Les astrophysiciens ont longtemps émis l’hypothèse que les trous noirs supermassifs peuvent errer dans l’espace ; mais observer un tel phénomène est relativement difficile. Des chercheurs du Centre d’astrophysique de Harvard & Smithsonian ont identifié le cas le plus certain à ce jour d’un trou noir supermassif en mouvement. Leurs résultats ont été publiés dans la revue The Astrophysical Journal.
« Nous ne nous attendons pas à ce que la majorité des trous noirs supermassifs se déplacent ; ils se contentent généralement de rester à leur place. Ils sont tellement massifs qu’il est difficile de les faire démarrer. Considérez à quel point il est plus difficile de frapper une balle de bowling en mouvement que de frapper un ballon de football — sachant que dans ce cas, la boule de bowling fait plusieurs millions de fois la masse du Soleil. Cela va demander un coup de pied assez puissant… », déclare Dominic Pesce, astrophysicien.
Étudier la vitesse des trous noirs grâce aux masers
Pesce et ses collaborateurs ont travaillé pour observer cet événement rare pendant les cinq dernières années en comparant les vitesses des trous noirs supermassifs et des galaxies. « Nous nous sommes demandé : les vitesses des trous noirs sont-elles les mêmes que les vitesses des galaxies dans lesquelles ils résident ? Nous nous attendons à ce qu’ils aient la même vitesse.

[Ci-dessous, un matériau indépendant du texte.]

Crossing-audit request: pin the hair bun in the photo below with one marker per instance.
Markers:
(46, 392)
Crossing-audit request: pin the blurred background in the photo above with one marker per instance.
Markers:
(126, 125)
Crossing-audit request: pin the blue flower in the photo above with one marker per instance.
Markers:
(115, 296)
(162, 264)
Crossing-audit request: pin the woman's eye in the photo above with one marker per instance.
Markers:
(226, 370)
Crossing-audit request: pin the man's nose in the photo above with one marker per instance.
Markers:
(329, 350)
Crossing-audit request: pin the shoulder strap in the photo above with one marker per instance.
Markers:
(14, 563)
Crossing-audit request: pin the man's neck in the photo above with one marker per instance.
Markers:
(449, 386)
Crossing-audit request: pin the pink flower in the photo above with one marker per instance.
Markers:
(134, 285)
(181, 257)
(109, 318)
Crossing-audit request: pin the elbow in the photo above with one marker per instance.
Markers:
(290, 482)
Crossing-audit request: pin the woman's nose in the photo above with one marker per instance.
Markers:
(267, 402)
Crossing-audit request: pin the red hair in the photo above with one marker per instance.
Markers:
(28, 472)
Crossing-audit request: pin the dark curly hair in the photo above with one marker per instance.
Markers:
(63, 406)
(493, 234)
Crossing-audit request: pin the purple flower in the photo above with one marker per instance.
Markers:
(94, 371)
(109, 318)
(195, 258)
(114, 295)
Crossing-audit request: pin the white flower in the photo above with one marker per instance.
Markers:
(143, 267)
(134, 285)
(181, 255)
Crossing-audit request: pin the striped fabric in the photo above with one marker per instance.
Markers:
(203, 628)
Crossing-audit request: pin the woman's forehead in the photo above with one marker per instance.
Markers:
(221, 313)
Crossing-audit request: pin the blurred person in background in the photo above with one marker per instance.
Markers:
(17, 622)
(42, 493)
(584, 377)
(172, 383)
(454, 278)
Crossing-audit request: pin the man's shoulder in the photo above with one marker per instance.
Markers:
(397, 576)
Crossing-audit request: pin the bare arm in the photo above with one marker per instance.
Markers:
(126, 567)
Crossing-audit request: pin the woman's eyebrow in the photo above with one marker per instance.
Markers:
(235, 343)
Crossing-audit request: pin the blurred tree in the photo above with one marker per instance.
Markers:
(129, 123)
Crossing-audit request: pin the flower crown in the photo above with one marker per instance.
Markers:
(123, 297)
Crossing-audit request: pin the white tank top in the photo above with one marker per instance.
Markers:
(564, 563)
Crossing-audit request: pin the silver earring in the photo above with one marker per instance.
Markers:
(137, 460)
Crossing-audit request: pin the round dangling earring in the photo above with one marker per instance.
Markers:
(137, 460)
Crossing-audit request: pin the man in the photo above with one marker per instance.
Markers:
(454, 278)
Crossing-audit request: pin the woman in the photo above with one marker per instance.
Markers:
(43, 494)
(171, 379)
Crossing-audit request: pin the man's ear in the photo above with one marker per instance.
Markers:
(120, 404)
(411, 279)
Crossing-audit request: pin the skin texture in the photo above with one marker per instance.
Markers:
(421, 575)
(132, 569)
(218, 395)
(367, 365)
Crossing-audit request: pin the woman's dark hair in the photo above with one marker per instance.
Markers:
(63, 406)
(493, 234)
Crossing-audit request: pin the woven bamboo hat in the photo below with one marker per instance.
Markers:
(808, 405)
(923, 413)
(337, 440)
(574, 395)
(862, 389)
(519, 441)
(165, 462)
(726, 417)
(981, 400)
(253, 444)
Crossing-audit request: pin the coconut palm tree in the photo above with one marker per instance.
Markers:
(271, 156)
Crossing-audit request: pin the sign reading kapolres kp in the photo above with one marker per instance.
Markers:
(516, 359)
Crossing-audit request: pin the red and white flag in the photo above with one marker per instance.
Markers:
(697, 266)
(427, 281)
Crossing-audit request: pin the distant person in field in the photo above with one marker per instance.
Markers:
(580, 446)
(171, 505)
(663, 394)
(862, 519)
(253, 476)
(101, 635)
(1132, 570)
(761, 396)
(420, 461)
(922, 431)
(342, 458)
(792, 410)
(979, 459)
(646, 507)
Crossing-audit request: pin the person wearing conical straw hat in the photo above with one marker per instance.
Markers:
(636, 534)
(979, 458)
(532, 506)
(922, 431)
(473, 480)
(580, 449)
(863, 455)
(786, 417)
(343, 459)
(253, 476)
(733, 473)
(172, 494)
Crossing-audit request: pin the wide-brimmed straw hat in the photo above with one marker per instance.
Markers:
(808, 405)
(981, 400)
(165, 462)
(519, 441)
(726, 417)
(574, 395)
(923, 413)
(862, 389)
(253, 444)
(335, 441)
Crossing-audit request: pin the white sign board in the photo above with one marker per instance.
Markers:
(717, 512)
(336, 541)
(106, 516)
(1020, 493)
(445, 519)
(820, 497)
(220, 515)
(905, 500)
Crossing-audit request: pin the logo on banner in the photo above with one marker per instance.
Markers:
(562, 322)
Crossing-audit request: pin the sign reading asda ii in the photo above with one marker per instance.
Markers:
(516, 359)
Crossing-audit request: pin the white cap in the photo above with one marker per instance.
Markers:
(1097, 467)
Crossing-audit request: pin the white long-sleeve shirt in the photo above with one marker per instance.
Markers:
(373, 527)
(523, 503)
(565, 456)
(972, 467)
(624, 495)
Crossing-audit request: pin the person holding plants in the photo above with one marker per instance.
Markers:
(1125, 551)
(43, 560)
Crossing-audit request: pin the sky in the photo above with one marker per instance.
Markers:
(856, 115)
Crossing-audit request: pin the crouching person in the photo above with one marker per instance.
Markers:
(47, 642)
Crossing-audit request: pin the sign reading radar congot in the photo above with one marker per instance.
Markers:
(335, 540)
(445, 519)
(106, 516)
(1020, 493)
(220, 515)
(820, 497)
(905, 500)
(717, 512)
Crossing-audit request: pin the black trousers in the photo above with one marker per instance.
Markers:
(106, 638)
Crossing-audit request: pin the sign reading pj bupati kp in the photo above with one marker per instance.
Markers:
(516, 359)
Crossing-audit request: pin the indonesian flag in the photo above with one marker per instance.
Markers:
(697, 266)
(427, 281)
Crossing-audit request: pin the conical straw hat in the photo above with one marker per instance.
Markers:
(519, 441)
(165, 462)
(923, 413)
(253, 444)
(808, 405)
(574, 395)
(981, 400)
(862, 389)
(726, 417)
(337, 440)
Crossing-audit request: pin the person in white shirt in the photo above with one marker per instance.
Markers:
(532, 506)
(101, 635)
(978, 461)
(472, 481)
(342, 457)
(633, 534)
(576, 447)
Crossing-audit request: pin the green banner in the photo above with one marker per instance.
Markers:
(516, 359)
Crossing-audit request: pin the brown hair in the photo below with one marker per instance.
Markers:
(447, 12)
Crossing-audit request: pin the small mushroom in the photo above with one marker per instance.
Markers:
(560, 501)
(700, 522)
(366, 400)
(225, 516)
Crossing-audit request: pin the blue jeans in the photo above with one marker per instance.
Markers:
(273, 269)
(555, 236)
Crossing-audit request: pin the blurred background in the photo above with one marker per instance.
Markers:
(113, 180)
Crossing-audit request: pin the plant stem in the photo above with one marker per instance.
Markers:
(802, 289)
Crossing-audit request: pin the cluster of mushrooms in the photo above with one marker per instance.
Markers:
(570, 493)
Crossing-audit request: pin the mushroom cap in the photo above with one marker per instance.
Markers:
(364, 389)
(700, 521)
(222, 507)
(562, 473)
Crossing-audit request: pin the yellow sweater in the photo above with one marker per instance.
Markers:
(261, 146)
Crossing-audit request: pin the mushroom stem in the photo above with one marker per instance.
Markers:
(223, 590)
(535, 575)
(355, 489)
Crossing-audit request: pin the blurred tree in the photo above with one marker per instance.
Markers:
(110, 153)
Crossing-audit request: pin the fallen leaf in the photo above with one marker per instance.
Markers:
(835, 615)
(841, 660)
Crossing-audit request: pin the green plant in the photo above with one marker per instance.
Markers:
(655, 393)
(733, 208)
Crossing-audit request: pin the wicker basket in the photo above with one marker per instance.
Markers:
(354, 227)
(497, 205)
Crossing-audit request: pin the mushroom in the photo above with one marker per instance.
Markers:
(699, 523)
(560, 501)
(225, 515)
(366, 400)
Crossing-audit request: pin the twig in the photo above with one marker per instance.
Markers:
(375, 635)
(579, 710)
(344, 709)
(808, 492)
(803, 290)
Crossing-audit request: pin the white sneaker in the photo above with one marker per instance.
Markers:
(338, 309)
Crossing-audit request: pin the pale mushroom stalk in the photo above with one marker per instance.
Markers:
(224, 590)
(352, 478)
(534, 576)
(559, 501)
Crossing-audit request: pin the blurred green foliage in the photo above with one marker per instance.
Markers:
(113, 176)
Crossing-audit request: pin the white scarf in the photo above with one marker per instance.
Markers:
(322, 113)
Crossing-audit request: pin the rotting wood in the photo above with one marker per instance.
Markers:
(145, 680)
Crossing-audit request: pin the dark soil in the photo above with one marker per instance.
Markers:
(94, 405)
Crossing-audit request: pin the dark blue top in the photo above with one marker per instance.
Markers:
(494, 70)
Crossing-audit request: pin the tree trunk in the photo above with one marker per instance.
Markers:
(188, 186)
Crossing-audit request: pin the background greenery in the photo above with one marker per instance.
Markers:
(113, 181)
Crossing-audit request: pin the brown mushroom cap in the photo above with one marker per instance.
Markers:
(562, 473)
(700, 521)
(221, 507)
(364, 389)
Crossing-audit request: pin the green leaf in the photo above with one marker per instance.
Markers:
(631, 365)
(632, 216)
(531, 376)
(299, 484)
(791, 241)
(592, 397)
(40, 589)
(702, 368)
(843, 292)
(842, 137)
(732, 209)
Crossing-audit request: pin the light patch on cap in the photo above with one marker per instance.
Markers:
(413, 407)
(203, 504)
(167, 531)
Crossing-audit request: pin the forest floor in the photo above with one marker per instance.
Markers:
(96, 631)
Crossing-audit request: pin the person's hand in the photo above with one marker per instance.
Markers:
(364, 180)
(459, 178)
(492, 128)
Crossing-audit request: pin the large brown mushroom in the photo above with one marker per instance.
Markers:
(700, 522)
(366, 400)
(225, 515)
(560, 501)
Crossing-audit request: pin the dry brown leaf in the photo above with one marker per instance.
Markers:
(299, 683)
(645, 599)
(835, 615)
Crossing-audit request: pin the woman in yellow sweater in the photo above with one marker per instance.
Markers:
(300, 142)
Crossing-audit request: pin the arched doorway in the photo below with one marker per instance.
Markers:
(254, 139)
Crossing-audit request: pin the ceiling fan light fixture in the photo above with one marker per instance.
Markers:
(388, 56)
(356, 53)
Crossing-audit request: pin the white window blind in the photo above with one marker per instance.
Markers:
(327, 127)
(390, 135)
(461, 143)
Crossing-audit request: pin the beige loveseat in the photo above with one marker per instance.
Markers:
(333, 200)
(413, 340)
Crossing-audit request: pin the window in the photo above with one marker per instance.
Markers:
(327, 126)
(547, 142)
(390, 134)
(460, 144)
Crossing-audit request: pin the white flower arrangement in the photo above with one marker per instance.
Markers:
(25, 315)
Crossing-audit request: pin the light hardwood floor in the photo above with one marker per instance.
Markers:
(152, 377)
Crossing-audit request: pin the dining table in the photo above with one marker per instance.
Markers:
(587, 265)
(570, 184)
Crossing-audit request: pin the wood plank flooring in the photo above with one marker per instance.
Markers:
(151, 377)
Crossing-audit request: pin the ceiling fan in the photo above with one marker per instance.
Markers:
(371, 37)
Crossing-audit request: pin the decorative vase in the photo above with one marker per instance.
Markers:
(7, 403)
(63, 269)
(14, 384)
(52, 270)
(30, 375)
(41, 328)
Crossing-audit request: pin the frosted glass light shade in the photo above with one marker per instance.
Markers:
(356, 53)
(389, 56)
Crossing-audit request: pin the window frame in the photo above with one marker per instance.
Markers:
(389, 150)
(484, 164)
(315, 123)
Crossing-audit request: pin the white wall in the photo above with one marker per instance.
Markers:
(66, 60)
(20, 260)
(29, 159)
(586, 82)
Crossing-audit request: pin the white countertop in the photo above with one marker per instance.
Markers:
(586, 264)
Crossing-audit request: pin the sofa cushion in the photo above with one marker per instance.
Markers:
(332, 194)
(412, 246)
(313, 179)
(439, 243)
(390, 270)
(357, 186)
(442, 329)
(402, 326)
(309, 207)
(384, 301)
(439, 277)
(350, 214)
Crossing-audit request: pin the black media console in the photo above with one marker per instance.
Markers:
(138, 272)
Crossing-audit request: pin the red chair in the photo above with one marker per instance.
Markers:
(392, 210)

Sinon, cela signifie que le trou noir a été perturbé », indique Pesce.
Pour ses recherches, l’équipe a d’abord étudié 10 galaxies lointaines et les trous noirs supermassifs situés au niveau de leurs noyaux. Ils ont spécifiquement étudié les trous noirs qui contenaient de l’eau dans leurs disques d’accrétion. Lorsque l’eau tourne autour du trou noir, elle produit un faisceau de lumière radio de type laser appelé maser. Lorsqu’ils sont étudiés avec un réseau combiné d’antennes radio à l’aide d’une technique connue sous le nom d’interférométrie de base très longue (VLBI), les masers peuvent aider à mesurer très précisément la vitesse d’un trou noir.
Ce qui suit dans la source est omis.